Content as strategy for the PRS Database

The Private Rented Sector (PRS) Database is a new national register. When I joined the project, the policy behind it was still being written, and the team didn’t have a clear view of what the service actually needed to do for landlords, tenants or councils.

I was brought in as Lead Content Designer to help bring shape to something that didn’t quite exist yet – and to turn policy thinking into something we could design, test, and build.

The challenge

The policy changes, unclear definitions and conflicting interpretations meant:

  • no shared understanding of the service

  • no agreed user journey

  • design and development blocked

  • high risk of building the wrong thing

We needed to define the service in plain English, from a user’s point of view, before any UI or development work would make sense.

As the Lead Content Designer, I was responsible for:

  • shaping the end-to-end user journey

  • turning policy into workable steps and decisions

  • drafting content-first screens to expose gaps

  • creating a prototype for early testing

  • establishing a process for managing ongoing policy change

This was content used as early product design: defining logic, flow and structure.

What I did

  • I worked directly with policy and legal colleagues, writing the service content together. This forced concrete decisions and quickly exposed anything unclear, missing or contradictory.

  • By starting with what users actually needed to do (rather than the legal text alone), I created a stable content blueprint that helped the team agree the MVP and avoid scope creep.

  • I introduced a simple, repeatable process for managing policy updates so the service could evolve without constantly disrupting design or development.
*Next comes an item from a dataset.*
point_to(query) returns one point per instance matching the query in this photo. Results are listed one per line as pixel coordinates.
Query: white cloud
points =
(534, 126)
  • I persuaded senior stakeholders to let us test our riskiest assumptions with real users, giving policy clearer evidence to shape how the service should work.

The impact

The team gained a clear, user-led view of how the service should work, replacing weeks of uncertainty.

  1. We had a defined journey, structured screen logic and a prototype we could test early.

  2. Policy teams had clearer evidence to make decisions, rather than relying on assumptions.

  3. Design and development were finally able to move forward with confidence, instead of reworking unclear requirements.

  4. The content change workflow meant future policy updates could be absorbed without derailing progress.